Creating software is as much an engineering activity as any other traditional
engineering disciplines. So yes, Software engineer is an appropriate title.

On the other hand, plenty of licensed PE's have never worked in an engineering
environment, but they got licensed anyway, simply because they got an
engineering degree and worked in a so called related field (such as business,
LOL!!). I've seen too many of those. I would not take the PE title seriously.

------
memracom
In general, no they should not because most of them don't actually do
engineering of the code that they write. But some developers actually do
approach the task like engineers and they definitely do deserve , the title
for that. Devops is a movement that brings developers and sysadmins together
and that is one sign that there may be real engineering being done rather than
buggy code being flung over the transom to the Ops team.
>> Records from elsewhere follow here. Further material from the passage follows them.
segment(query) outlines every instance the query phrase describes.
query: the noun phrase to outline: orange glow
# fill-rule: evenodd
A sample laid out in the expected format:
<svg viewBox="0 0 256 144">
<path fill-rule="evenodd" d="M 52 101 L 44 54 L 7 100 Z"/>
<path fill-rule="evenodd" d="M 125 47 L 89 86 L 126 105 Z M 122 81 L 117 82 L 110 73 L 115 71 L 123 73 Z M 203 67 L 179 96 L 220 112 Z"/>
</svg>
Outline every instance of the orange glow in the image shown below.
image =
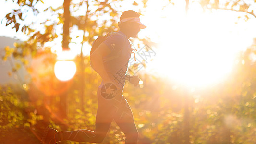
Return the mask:
<svg viewBox="0 0 256 144">
<path fill-rule="evenodd" d="M 75 63 L 71 61 L 61 60 L 54 66 L 54 73 L 60 80 L 66 81 L 72 79 L 76 72 Z"/>
</svg>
Engineers pay
attention to design, do TDD, write acceptance tests, integrate pieces written
in several best-of-breed languages rather than relying on the compiler and
link editor for integration.

If SEMAT gains traction then there will be a lot more real engineers in
software and the people who use the title because it is cool will be forced
out by a new generation of fizzbuzz type questions.
<http://semat.org/?page_id=28>

------
lacker
Practically speaking, the most common term for the job of creating software is
"software engineer", so just use it.

------
a3n
If you commonly or conceivably work for a PE who is legally responsible for
your work, and you have a path to earning your PE, then sure. That would imply
particular education and career paths. Everyone else, no.

Not to be elitist, it would just be nice if the term meant the same thing that
it means to other fields. I've never voluntarily called myself a software
engineer. Software developer is the better general term IMO.

Texas at one time was going to require some sort of Engineer designation to
work in software at all. I disagree with that.